Note: for data security purposes, every riders’ personal identifiable information is hidden through tokenization.
Excel spreadsheets can only contain 1,048,576 rows by 16,384 columns and the 4 quarterly datasets combined are far beyond that limit, therefore R is used to perform all tasks - organizing, cleaning, analyzing, and visualizing.
library(tidyverse)
## ── Attaching packages ─────────────────────────────────────── tidyverse 1.3.2 ──
## ✔ ggplot2 3.3.6 ✔ purrr 0.3.4
## ✔ tibble 3.1.7 ✔ dplyr 1.0.9
## ✔ tidyr 1.2.0 ✔ stringr 1.4.0
## ✔ readr 2.1.2 ✔ forcats 0.5.1
## ── Conflicts ────────────────────────────────────────── tidyverse_conflicts() ──
## ✖ dplyr::filter() masks stats::filter()

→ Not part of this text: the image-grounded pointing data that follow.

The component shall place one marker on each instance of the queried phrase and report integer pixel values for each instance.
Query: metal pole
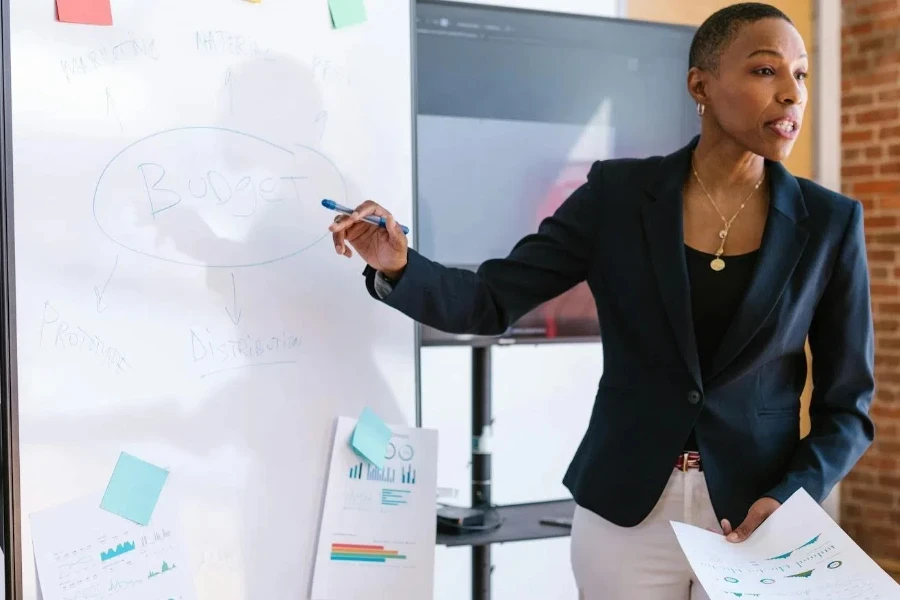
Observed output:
(481, 464)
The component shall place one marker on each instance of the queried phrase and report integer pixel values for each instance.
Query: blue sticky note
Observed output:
(371, 437)
(346, 12)
(134, 489)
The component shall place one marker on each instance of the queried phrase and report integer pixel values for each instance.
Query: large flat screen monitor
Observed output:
(513, 106)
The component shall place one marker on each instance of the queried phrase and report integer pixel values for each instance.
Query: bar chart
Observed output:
(364, 553)
(408, 475)
(391, 497)
(384, 475)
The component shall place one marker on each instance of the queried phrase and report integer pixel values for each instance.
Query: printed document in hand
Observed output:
(378, 528)
(83, 551)
(798, 552)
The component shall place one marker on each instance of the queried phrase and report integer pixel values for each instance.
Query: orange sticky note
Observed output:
(85, 12)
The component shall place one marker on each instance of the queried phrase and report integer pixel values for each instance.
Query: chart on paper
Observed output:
(378, 522)
(799, 552)
(85, 553)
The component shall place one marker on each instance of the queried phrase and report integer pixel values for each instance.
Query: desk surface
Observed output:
(520, 522)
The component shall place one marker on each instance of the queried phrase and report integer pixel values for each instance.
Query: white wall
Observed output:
(542, 399)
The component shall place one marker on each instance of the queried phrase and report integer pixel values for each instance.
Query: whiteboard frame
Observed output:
(10, 528)
(9, 412)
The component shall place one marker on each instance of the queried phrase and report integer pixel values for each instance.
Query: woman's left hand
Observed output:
(758, 513)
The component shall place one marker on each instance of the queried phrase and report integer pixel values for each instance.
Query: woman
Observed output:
(710, 268)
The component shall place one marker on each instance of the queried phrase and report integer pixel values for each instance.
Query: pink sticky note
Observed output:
(85, 12)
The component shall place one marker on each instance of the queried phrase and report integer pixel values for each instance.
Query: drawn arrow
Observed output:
(229, 85)
(236, 315)
(98, 293)
(111, 109)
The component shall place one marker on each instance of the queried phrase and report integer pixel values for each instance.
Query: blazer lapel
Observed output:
(663, 224)
(782, 246)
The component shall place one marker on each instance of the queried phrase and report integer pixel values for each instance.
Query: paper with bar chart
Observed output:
(83, 552)
(377, 533)
(799, 552)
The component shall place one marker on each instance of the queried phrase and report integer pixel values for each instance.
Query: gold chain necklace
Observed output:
(717, 264)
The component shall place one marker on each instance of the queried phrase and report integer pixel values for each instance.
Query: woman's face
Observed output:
(759, 94)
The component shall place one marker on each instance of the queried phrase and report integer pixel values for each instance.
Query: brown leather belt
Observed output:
(688, 460)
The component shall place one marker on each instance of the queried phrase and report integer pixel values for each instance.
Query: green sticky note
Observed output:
(134, 489)
(347, 12)
(370, 438)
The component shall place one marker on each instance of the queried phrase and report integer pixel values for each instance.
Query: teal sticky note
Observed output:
(371, 437)
(347, 12)
(134, 489)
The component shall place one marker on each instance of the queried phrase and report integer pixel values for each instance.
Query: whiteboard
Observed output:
(177, 294)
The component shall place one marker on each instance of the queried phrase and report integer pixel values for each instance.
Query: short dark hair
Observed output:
(717, 31)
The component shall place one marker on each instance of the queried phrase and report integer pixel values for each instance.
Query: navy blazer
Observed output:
(622, 231)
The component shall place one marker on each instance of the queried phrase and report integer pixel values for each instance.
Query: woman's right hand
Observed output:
(383, 248)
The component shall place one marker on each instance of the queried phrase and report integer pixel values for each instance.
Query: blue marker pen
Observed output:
(380, 221)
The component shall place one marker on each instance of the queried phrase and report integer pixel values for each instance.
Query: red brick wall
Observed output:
(870, 172)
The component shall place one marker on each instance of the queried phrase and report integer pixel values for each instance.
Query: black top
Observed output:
(715, 296)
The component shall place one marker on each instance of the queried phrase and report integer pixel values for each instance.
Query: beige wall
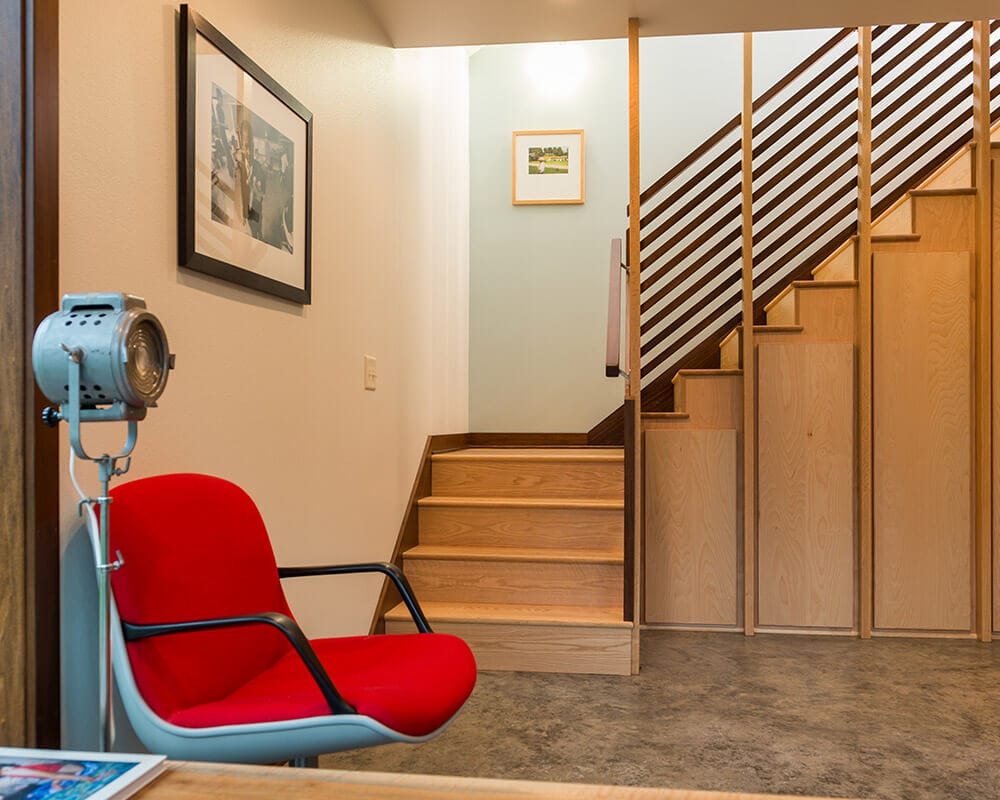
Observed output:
(267, 393)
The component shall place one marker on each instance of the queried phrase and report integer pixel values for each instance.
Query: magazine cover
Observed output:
(65, 775)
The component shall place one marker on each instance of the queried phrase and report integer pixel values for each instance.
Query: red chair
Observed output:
(209, 660)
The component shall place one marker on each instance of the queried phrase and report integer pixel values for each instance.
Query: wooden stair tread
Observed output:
(825, 284)
(955, 192)
(777, 329)
(521, 554)
(706, 373)
(569, 454)
(514, 613)
(437, 501)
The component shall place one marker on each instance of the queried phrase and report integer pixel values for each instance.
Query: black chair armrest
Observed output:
(289, 627)
(394, 573)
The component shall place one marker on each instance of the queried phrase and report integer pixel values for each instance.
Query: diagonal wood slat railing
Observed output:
(805, 136)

## ✖ dplyr::lag() masks stats::lag()
library(lubridate)
##
## Attaching package: 'lubridate'
##
## The following objects are masked from 'package:base':
##
## date, intersect, setdiff, union
library(ggplot2)
library(metR)
##
## Attaching package: 'metR'
##
## The following object is masked from 'package:purrr':
##
## cross
Q1_2020<-read_csv("/Users/thomasli/Downloads/Divvy_Trips_2020_Q1.csv")
## Rows: 426887 Columns: 13
## ── Column specification ────────────────────────────────────────────────────────
## Delimiter: ","
## chr (5): ride_id, rideable_type, start_station_name, end_station_name, memb...
## dbl (6): start_station_id, end_station_id, start_lat, start_lng, end_lat, e...
## dttm (2): started_at, ended_at
##
## ℹ Use `spec()` to retrieve the full column specification for this data.
## ℹ Specify the column types or set `show_col_types = FALSE` to quiet this message.
Q2_2019<-read_csv("/Users/thomasli/Downloads/Divvy_Trips_2019_Q2.csv")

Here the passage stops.